The court next addressed Mylan’s anticipation argument. Mylan based its anticipation argument on the Approval Letter sent to Cumberland by the FDA and the approved package insert for the product. The court found that Mylan had not met its burden of establishing invalidity by anticipation. First, the approval letter was posted on the FDA website without the product insert; thus, those documents were not intended to be part of a single communication. The court further rejected Mylan’s incorporation-by-reference argument because the approval letter needed to clearly identify the subject matter and where to find it in the referenced document. The approval letter did not cite the package insert or any other document containing the claim limitations in a manner that made clear that the material was effectively part of the host document. Accordingly, the documents could not be considered a single prior-art reference.
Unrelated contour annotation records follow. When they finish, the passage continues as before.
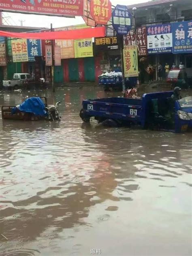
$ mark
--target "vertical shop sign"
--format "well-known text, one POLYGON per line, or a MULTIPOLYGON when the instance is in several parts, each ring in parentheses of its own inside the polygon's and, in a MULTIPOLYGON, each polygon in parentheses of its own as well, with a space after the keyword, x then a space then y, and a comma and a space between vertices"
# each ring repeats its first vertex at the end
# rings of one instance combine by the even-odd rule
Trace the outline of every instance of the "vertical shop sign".
POLYGON ((0 43, 0 66, 6 65, 6 47, 5 44, 0 43))
POLYGON ((35 61, 36 57, 42 55, 40 40, 27 39, 29 61, 35 61))
POLYGON ((172 23, 173 53, 192 53, 192 20, 172 23))
POLYGON ((45 65, 52 66, 53 64, 52 45, 45 45, 45 65))
POLYGON ((54 47, 55 66, 61 66, 61 47, 55 45, 54 47))
POLYGON ((97 24, 107 25, 111 17, 110 0, 91 0, 90 14, 97 24))
POLYGON ((171 24, 162 24, 147 27, 147 49, 149 54, 172 52, 171 24))
POLYGON ((125 77, 138 76, 138 62, 136 45, 126 46, 123 49, 125 77))
POLYGON ((14 62, 28 61, 27 39, 12 39, 11 47, 14 62))
POLYGON ((127 35, 131 28, 131 15, 126 5, 117 4, 112 13, 112 24, 119 35, 127 35))

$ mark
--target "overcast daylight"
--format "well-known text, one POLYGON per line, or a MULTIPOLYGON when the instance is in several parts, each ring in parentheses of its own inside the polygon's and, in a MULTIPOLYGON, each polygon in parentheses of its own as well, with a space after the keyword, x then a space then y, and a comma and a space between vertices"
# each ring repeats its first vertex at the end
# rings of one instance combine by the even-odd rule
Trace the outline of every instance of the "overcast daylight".
MULTIPOLYGON (((146 0, 112 0, 112 4, 133 4, 147 2, 146 0)), ((53 28, 65 26, 68 25, 82 24, 84 21, 81 17, 76 17, 75 18, 66 18, 44 15, 21 14, 13 13, 4 13, 3 14, 3 22, 4 25, 20 26, 21 22, 23 26, 49 28, 52 23, 53 28)))

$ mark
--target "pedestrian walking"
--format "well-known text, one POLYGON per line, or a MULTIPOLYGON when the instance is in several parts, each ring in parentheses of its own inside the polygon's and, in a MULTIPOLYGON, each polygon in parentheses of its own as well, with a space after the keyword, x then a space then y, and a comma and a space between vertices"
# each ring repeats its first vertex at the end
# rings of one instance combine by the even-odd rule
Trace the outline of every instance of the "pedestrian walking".
POLYGON ((169 72, 169 65, 168 63, 166 63, 165 64, 165 77, 166 79, 167 78, 167 77, 168 76, 168 74, 169 72))
POLYGON ((158 62, 157 66, 157 72, 158 73, 158 78, 159 80, 160 81, 162 81, 162 73, 163 67, 160 63, 158 62))
POLYGON ((177 66, 175 65, 175 63, 173 62, 173 63, 172 66, 171 67, 171 69, 175 69, 175 68, 177 68, 177 66))

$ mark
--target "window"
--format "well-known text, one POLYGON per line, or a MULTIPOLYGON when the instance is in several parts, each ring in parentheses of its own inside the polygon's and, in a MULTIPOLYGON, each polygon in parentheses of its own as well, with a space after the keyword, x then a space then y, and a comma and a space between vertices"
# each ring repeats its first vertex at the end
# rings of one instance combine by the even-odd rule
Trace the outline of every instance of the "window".
POLYGON ((21 79, 26 79, 26 75, 21 75, 21 79))
POLYGON ((192 9, 181 11, 181 16, 185 17, 185 20, 190 20, 192 19, 192 9))
POLYGON ((13 77, 13 80, 19 80, 19 77, 18 75, 15 75, 13 77))
POLYGON ((186 67, 187 68, 192 68, 192 55, 186 56, 186 67))
POLYGON ((136 23, 138 25, 141 25, 142 24, 147 23, 147 16, 143 17, 136 17, 135 19, 136 23))
POLYGON ((170 17, 168 13, 157 14, 156 15, 156 22, 166 23, 170 20, 170 17))

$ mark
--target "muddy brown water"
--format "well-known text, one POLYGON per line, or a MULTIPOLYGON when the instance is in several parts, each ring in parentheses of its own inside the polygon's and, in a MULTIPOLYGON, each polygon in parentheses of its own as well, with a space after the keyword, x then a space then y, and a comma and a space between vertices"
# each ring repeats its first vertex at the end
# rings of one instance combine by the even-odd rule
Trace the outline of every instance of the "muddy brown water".
POLYGON ((62 102, 60 122, 0 117, 1 255, 191 255, 192 134, 82 124, 83 99, 114 95, 0 92, 62 102))

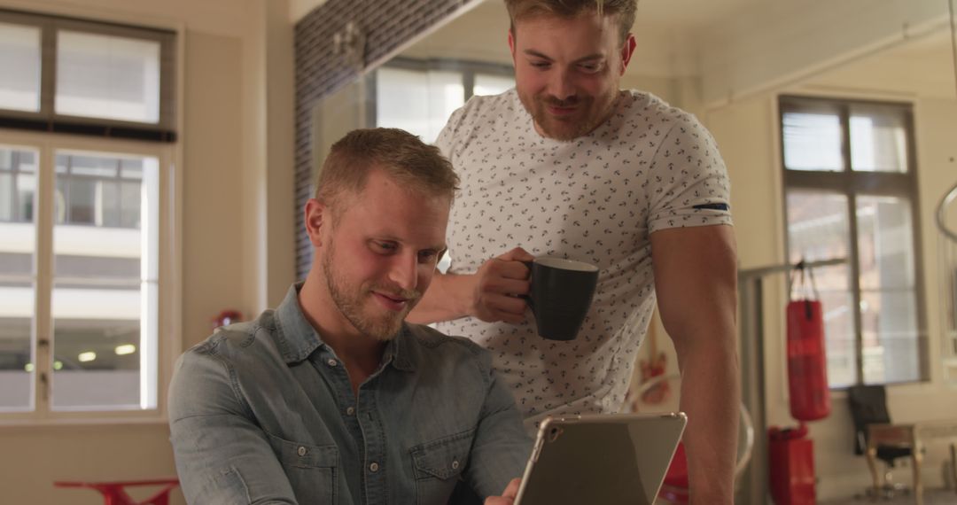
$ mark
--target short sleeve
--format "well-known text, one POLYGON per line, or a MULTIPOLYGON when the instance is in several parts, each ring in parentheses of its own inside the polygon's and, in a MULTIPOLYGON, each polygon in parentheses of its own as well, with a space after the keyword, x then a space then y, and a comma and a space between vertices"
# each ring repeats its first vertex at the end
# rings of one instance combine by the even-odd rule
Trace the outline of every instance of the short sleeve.
POLYGON ((694 116, 677 114, 645 186, 648 231, 729 225, 730 181, 717 143, 694 116))

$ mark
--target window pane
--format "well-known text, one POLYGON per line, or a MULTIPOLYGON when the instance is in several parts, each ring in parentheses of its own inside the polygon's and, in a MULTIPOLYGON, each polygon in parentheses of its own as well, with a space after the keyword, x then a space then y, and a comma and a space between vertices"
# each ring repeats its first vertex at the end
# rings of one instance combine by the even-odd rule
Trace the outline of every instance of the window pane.
POLYGON ((922 377, 910 203, 857 197, 864 382, 922 377))
MULTIPOLYGON (((33 151, 0 145, 0 160, 9 160, 11 170, 0 173, 10 180, 33 174, 19 171, 19 161, 32 162, 33 151)), ((2 179, 2 177, 0 177, 2 179)), ((0 200, 11 201, 15 185, 0 184, 0 200)), ((33 209, 33 193, 27 192, 18 206, 33 209)), ((13 217, 16 217, 13 208, 13 217)), ((33 409, 33 253, 35 228, 32 220, 0 222, 0 411, 33 409)))
POLYGON ((473 95, 498 95, 515 87, 515 78, 510 76, 476 74, 473 95))
MULTIPOLYGON (((91 291, 56 290, 54 296, 57 305, 77 304, 91 291)), ((139 301, 137 292, 116 295, 139 301)), ((56 409, 139 406, 139 320, 57 318, 54 336, 56 409)))
POLYGON ((4 306, 0 306, 0 384, 3 384, 0 387, 0 412, 32 410, 33 404, 33 360, 30 346, 32 316, 20 318, 11 314, 6 301, 13 296, 33 301, 33 291, 0 282, 0 299, 5 301, 4 306))
POLYGON ((67 156, 67 163, 73 175, 115 178, 120 168, 120 160, 102 156, 70 155, 67 156))
POLYGON ((851 166, 865 172, 907 171, 907 124, 902 109, 851 108, 851 166))
POLYGON ((120 226, 140 228, 140 207, 142 205, 142 185, 123 182, 120 187, 120 226))
POLYGON ((159 122, 159 42, 61 30, 56 51, 56 114, 159 122))
POLYGON ((0 146, 0 222, 33 220, 36 192, 33 159, 31 151, 0 146))
POLYGON ((834 113, 784 115, 784 165, 789 170, 841 171, 840 118, 834 113))
POLYGON ((139 227, 143 160, 78 153, 59 154, 56 160, 61 167, 56 174, 57 223, 139 227))
POLYGON ((40 110, 40 29, 0 23, 0 109, 40 110))
MULTIPOLYGON (((788 191, 788 243, 791 263, 847 258, 850 225, 847 197, 803 190, 788 191)), ((855 307, 848 265, 814 270, 824 308, 828 382, 833 387, 857 382, 855 307)), ((795 290, 795 296, 807 296, 795 290)))
POLYGON ((71 179, 68 184, 70 207, 67 209, 70 223, 92 225, 95 223, 97 182, 88 179, 71 179))
POLYGON ((433 143, 465 101, 458 72, 394 68, 376 74, 376 125, 402 128, 433 143))
MULTIPOLYGON (((92 153, 63 156, 111 165, 114 177, 121 160, 126 159, 92 153)), ((155 197, 148 195, 158 191, 159 164, 153 158, 138 160, 142 180, 56 175, 58 182, 70 183, 71 219, 54 229, 55 409, 155 406, 155 394, 149 391, 156 382, 158 211, 155 197), (73 212, 79 208, 74 199, 78 181, 93 185, 88 207, 94 227, 74 226, 73 212), (127 208, 135 208, 129 217, 127 208), (127 220, 139 229, 124 228, 127 220)))

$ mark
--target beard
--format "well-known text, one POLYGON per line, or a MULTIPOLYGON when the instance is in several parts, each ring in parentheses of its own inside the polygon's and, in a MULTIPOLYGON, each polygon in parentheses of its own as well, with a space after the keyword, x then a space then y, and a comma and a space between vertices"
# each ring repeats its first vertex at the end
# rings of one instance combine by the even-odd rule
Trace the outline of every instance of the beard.
MULTIPOLYGON (((402 329, 402 321, 421 299, 422 294, 416 290, 403 290, 377 282, 357 285, 336 274, 332 266, 334 256, 335 247, 329 243, 328 252, 323 258, 323 272, 325 274, 329 296, 332 297, 333 303, 336 304, 336 308, 352 326, 363 334, 380 341, 392 340, 402 329), (380 311, 366 308, 366 305, 370 302, 369 298, 374 296, 373 291, 408 300, 405 309, 396 312, 386 308, 380 308, 380 311), (376 314, 375 312, 381 313, 376 314)), ((373 307, 376 305, 374 301, 371 303, 373 307)))
POLYGON ((542 133, 549 139, 568 142, 591 133, 608 118, 616 92, 600 96, 579 96, 559 99, 550 95, 526 95, 519 92, 519 99, 542 133), (548 107, 574 107, 571 114, 555 116, 548 107))

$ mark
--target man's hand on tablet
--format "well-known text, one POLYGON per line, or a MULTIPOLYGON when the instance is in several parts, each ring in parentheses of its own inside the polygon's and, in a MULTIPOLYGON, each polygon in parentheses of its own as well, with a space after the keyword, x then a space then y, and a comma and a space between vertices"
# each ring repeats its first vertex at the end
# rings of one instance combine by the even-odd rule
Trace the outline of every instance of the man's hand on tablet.
POLYGON ((515 478, 505 486, 505 491, 501 492, 501 496, 489 496, 485 498, 485 505, 512 505, 515 502, 515 495, 519 494, 519 485, 522 479, 515 478))

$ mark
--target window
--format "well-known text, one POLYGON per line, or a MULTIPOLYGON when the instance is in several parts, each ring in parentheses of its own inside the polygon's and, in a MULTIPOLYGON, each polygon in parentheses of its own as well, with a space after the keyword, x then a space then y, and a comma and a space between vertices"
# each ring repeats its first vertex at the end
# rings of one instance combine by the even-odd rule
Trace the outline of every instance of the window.
POLYGON ((0 420, 158 413, 172 42, 0 11, 0 420))
POLYGON ((473 95, 515 86, 512 68, 466 61, 395 58, 376 70, 372 124, 402 128, 434 143, 449 116, 473 95))
POLYGON ((790 261, 815 271, 833 387, 926 379, 911 107, 780 99, 790 261))
POLYGON ((0 10, 0 127, 172 142, 174 41, 0 10))

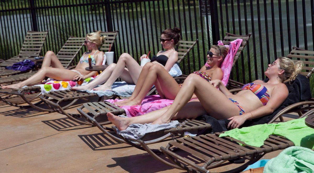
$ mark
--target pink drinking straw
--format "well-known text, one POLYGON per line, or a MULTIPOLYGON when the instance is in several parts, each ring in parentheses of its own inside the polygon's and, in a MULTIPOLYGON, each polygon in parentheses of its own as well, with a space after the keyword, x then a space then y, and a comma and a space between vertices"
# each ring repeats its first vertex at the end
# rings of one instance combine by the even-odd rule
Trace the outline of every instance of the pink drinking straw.
POLYGON ((149 51, 149 52, 148 52, 148 55, 147 55, 147 57, 146 58, 148 58, 148 56, 149 55, 149 54, 150 53, 150 51, 149 51))

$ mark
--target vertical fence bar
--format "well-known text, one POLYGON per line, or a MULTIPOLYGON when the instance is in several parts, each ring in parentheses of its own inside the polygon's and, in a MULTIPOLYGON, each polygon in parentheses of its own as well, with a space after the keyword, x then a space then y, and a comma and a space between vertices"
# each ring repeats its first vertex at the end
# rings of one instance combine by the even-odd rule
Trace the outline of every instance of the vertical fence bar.
MULTIPOLYGON (((134 29, 133 30, 134 32, 134 36, 133 37, 132 37, 132 38, 134 38, 135 39, 133 39, 135 41, 135 52, 136 53, 135 56, 136 56, 136 61, 137 61, 138 62, 139 61, 139 59, 138 59, 138 51, 137 41, 137 40, 138 39, 137 39, 137 37, 136 36, 136 29, 135 29, 135 22, 134 21, 134 11, 133 10, 133 3, 131 3, 131 10, 132 11, 132 17, 133 18, 133 19, 132 20, 133 21, 133 27, 132 28, 134 29)), ((135 58, 135 57, 133 56, 133 58, 135 58)))
POLYGON ((302 0, 302 13, 303 14, 303 30, 304 33, 304 49, 307 50, 307 34, 306 33, 306 18, 305 0, 302 0))
POLYGON ((291 51, 292 47, 291 47, 291 34, 290 33, 290 17, 289 14, 290 10, 289 9, 289 0, 286 0, 286 8, 287 13, 287 28, 288 31, 288 45, 289 46, 289 52, 291 51))
MULTIPOLYGON (((195 19, 195 20, 194 20, 194 22, 195 23, 195 30, 196 31, 196 32, 195 32, 195 37, 196 38, 196 39, 198 39, 198 29, 197 26, 198 22, 197 22, 197 14, 196 14, 196 7, 195 5, 195 3, 196 3, 195 0, 193 0, 193 8, 194 8, 194 18, 195 19)), ((201 16, 201 17, 202 17, 201 16)), ((194 41, 194 39, 192 39, 191 41, 194 41)), ((201 67, 203 66, 202 66, 201 65, 201 55, 200 54, 200 52, 199 52, 199 45, 198 44, 197 44, 196 45, 196 46, 197 48, 197 55, 198 55, 197 58, 198 61, 198 69, 201 69, 201 67)), ((193 51, 193 53, 194 52, 194 51, 193 51)), ((193 59, 195 59, 195 56, 194 56, 194 55, 193 55, 193 59)), ((195 69, 195 70, 196 70, 196 69, 195 69)))
MULTIPOLYGON (((189 2, 189 1, 188 1, 189 2)), ((189 16, 190 17, 189 18, 189 23, 190 24, 190 33, 191 34, 191 40, 193 40, 194 39, 193 39, 193 27, 192 26, 192 18, 191 16, 191 6, 188 5, 187 6, 187 9, 189 12, 189 16)), ((192 61, 193 62, 193 71, 195 71, 196 70, 195 69, 195 56, 194 55, 194 51, 192 51, 192 54, 193 55, 193 56, 192 57, 192 61)))
POLYGON ((267 21, 267 7, 266 6, 266 0, 264 0, 264 15, 265 18, 265 30, 266 32, 266 47, 267 53, 267 63, 270 64, 270 55, 269 53, 269 40, 268 36, 268 22, 267 21))
MULTIPOLYGON (((299 42, 299 27, 298 26, 298 8, 297 7, 296 1, 295 0, 294 1, 294 5, 295 10, 295 40, 296 42, 296 47, 299 47, 300 45, 299 42)), ((298 59, 299 60, 299 59, 298 59)))
POLYGON ((258 40, 259 41, 259 50, 261 56, 261 67, 262 69, 262 78, 264 79, 264 60, 263 58, 263 44, 262 40, 262 31, 261 29, 261 15, 260 13, 259 0, 256 1, 257 5, 257 18, 258 24, 258 40))
MULTIPOLYGON (((246 1, 244 0, 243 1, 243 7, 244 8, 244 24, 245 25, 245 34, 248 34, 249 32, 248 29, 247 24, 247 15, 246 12, 246 1)), ((252 31, 251 31, 252 32, 252 31)), ((251 61, 250 56, 250 46, 249 44, 247 44, 246 45, 246 49, 247 50, 246 55, 247 55, 247 66, 248 67, 248 71, 249 73, 249 81, 250 82, 252 81, 252 74, 251 74, 251 61)))
POLYGON ((278 8, 279 13, 279 28, 280 29, 280 44, 281 48, 281 56, 284 56, 284 34, 282 31, 282 16, 281 15, 281 1, 278 0, 278 8))
POLYGON ((255 80, 258 78, 257 69, 257 60, 256 58, 256 46, 255 45, 255 27, 254 25, 254 12, 253 10, 253 1, 250 1, 250 13, 251 15, 251 25, 252 26, 252 39, 253 43, 253 57, 254 58, 254 69, 255 80))
MULTIPOLYGON (((228 14, 229 10, 228 10, 228 3, 227 2, 227 0, 225 0, 225 8, 226 11, 226 21, 227 23, 227 32, 230 32, 230 29, 229 27, 229 14, 228 14)), ((235 33, 233 34, 235 34, 235 33)))
MULTIPOLYGON (((279 2, 278 2, 279 3, 279 2)), ((277 59, 277 47, 276 45, 276 29, 275 27, 275 14, 274 13, 274 3, 273 1, 270 1, 271 7, 272 11, 272 24, 273 30, 273 44, 274 55, 275 60, 277 59)), ((278 5, 279 5, 278 4, 278 5)))

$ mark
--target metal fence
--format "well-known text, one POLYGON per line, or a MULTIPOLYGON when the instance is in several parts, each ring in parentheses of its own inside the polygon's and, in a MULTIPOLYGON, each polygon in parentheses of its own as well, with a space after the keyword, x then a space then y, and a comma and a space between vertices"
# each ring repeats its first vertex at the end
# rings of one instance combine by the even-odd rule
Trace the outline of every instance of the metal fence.
POLYGON ((176 26, 182 39, 199 40, 181 65, 188 74, 201 67, 205 52, 225 32, 252 33, 231 75, 245 83, 263 78, 267 65, 293 46, 313 49, 312 0, 13 0, 1 4, 0 58, 4 59, 18 54, 27 30, 49 30, 44 54, 57 52, 70 36, 119 30, 115 60, 127 52, 138 61, 143 54, 161 50, 162 31, 176 26))

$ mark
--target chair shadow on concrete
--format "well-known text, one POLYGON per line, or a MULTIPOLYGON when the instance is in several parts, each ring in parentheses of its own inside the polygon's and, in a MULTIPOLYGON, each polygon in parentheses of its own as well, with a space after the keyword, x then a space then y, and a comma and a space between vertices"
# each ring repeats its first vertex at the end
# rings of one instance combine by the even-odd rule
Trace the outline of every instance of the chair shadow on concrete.
POLYGON ((0 113, 0 115, 12 116, 20 118, 27 118, 41 115, 47 113, 38 111, 33 107, 29 108, 19 108, 16 109, 4 111, 0 113))
POLYGON ((106 136, 103 133, 78 136, 94 151, 108 150, 131 147, 130 146, 119 147, 119 145, 116 146, 116 145, 122 143, 115 141, 106 136), (114 147, 108 147, 110 146, 114 147))
POLYGON ((41 122, 56 130, 59 131, 81 129, 91 127, 86 126, 74 122, 67 117, 42 121, 41 122))
MULTIPOLYGON (((159 156, 164 159, 165 158, 164 155, 159 156)), ((154 173, 173 169, 156 160, 147 153, 111 159, 116 163, 107 165, 107 167, 119 166, 128 172, 154 173)), ((167 159, 165 158, 165 160, 167 159)), ((185 172, 183 170, 181 172, 185 172)))

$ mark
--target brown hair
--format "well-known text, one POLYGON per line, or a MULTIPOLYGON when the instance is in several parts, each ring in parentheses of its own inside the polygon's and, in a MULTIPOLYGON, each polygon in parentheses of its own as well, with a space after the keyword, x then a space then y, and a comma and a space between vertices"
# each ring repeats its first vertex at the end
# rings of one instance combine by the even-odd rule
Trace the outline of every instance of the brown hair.
POLYGON ((220 56, 222 56, 222 60, 225 60, 225 58, 228 54, 229 48, 223 45, 213 45, 211 49, 213 48, 215 50, 216 54, 220 56), (219 51, 220 49, 220 51, 219 51))
POLYGON ((86 35, 86 38, 87 40, 95 43, 97 47, 99 47, 102 44, 104 40, 106 39, 106 36, 101 36, 100 33, 101 31, 99 31, 89 34, 88 34, 86 35))
POLYGON ((279 57, 279 66, 284 71, 282 77, 282 82, 289 83, 295 79, 295 77, 301 72, 303 67, 303 62, 298 61, 295 63, 291 59, 286 57, 279 57))
POLYGON ((180 36, 180 29, 177 27, 175 27, 173 29, 169 28, 164 30, 161 33, 169 39, 173 39, 174 41, 175 45, 179 43, 181 36, 180 36))

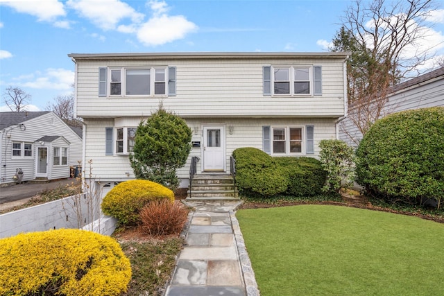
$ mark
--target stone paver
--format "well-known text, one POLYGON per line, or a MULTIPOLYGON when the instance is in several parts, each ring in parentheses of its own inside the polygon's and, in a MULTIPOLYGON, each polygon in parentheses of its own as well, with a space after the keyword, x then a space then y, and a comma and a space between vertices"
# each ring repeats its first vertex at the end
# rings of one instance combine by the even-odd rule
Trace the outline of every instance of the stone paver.
POLYGON ((259 295, 234 211, 239 202, 185 202, 187 245, 179 254, 166 296, 259 295))

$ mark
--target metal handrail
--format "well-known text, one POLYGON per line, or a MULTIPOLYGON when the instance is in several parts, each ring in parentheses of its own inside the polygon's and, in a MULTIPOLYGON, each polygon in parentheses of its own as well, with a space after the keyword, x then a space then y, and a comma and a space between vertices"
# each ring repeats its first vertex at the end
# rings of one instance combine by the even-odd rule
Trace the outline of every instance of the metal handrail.
POLYGON ((191 197, 191 183, 193 182, 193 178, 194 175, 197 173, 197 162, 199 161, 199 157, 197 156, 193 156, 191 157, 191 164, 189 166, 189 197, 191 197))
POLYGON ((236 159, 234 159, 232 155, 230 157, 230 175, 233 177, 234 198, 236 198, 236 159))

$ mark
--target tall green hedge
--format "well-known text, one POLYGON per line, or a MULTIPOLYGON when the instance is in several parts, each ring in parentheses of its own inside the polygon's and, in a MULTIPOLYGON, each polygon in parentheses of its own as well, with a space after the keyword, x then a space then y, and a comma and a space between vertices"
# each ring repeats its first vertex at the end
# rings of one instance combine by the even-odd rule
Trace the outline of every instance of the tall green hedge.
POLYGON ((377 121, 357 150, 357 182, 373 193, 408 202, 444 195, 444 107, 395 113, 377 121))
POLYGON ((273 196, 287 190, 287 180, 275 160, 251 147, 233 151, 236 159, 236 182, 241 193, 273 196))
POLYGON ((276 157, 275 160, 287 177, 286 194, 308 197, 322 193, 326 173, 318 159, 312 157, 276 157))
POLYGON ((321 193, 325 182, 325 172, 314 158, 273 158, 250 147, 236 149, 233 157, 237 184, 243 194, 311 196, 321 193))

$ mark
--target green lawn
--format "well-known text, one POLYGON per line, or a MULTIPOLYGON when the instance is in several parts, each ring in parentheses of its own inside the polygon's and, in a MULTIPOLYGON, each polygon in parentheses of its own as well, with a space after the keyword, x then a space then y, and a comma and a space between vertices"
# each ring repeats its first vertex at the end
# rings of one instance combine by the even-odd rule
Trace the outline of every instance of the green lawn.
POLYGON ((444 224, 327 205, 236 216, 262 296, 444 295, 444 224))

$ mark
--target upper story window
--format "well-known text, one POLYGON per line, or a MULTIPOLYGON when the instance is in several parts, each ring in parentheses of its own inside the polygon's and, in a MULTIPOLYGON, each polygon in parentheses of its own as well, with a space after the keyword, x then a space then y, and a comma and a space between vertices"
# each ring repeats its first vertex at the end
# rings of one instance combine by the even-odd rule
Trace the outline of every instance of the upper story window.
POLYGON ((322 95, 321 66, 265 66, 264 96, 322 95))
POLYGON ((137 128, 116 128, 116 153, 128 154, 133 152, 135 143, 137 128))
POLYGON ((33 144, 24 142, 12 142, 13 157, 32 157, 33 144))
POLYGON ((108 95, 175 96, 176 67, 100 68, 99 96, 108 95))
POLYGON ((66 166, 68 164, 68 148, 54 147, 53 150, 53 165, 66 166))

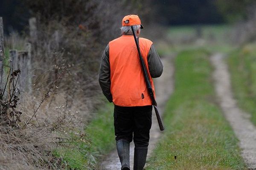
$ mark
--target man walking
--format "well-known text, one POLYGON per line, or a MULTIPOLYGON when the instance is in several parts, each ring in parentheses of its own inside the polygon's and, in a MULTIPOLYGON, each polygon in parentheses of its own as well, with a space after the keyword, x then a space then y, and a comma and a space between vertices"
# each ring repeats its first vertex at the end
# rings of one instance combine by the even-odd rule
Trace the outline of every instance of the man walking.
MULTIPOLYGON (((114 105, 114 126, 122 170, 130 170, 130 143, 134 143, 134 170, 143 170, 148 153, 152 123, 148 94, 131 26, 139 37, 143 28, 137 15, 125 16, 122 35, 109 42, 102 54, 99 81, 103 94, 114 105)), ((139 40, 143 58, 154 93, 152 78, 163 73, 163 64, 153 42, 139 40)))

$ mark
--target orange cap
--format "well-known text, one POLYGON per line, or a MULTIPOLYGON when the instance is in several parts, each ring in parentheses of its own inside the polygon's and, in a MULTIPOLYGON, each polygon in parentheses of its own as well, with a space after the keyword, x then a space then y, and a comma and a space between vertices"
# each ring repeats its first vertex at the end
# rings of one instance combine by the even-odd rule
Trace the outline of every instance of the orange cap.
POLYGON ((141 25, 140 20, 139 16, 137 15, 126 15, 122 19, 122 26, 131 26, 140 25, 140 29, 143 29, 143 27, 141 25))

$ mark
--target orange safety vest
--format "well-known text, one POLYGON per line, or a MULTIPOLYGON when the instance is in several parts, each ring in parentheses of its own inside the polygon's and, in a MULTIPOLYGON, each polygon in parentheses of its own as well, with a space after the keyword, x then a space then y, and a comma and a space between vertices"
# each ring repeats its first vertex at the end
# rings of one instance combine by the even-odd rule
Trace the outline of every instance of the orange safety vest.
MULTIPOLYGON (((147 60, 153 42, 140 38, 139 43, 154 95, 147 60)), ((111 92, 114 104, 120 106, 152 105, 133 36, 123 35, 109 44, 111 92)))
Last, the court addressed Mylan’s obviousness argument, which also relied on the FDA Approval Letter and approved package insert. The court first found that Mylan failed to indicate that there was a motivation to remove EDTA from acetylcysteine formulations. Until Mr. Pavliv conducted his studies, it was generally understood in the relevant scientific community that EDTA or some other chelating agent was necessary to maintain stability. The court determined that evidence related to secondary considerations of non-obvious were essentially irrelevant, due to the fact that Mylan failed to establish a prima facie case of obviousness. Accordingly, the court concluded that the ’445 patent was valid and infringed by Mylan.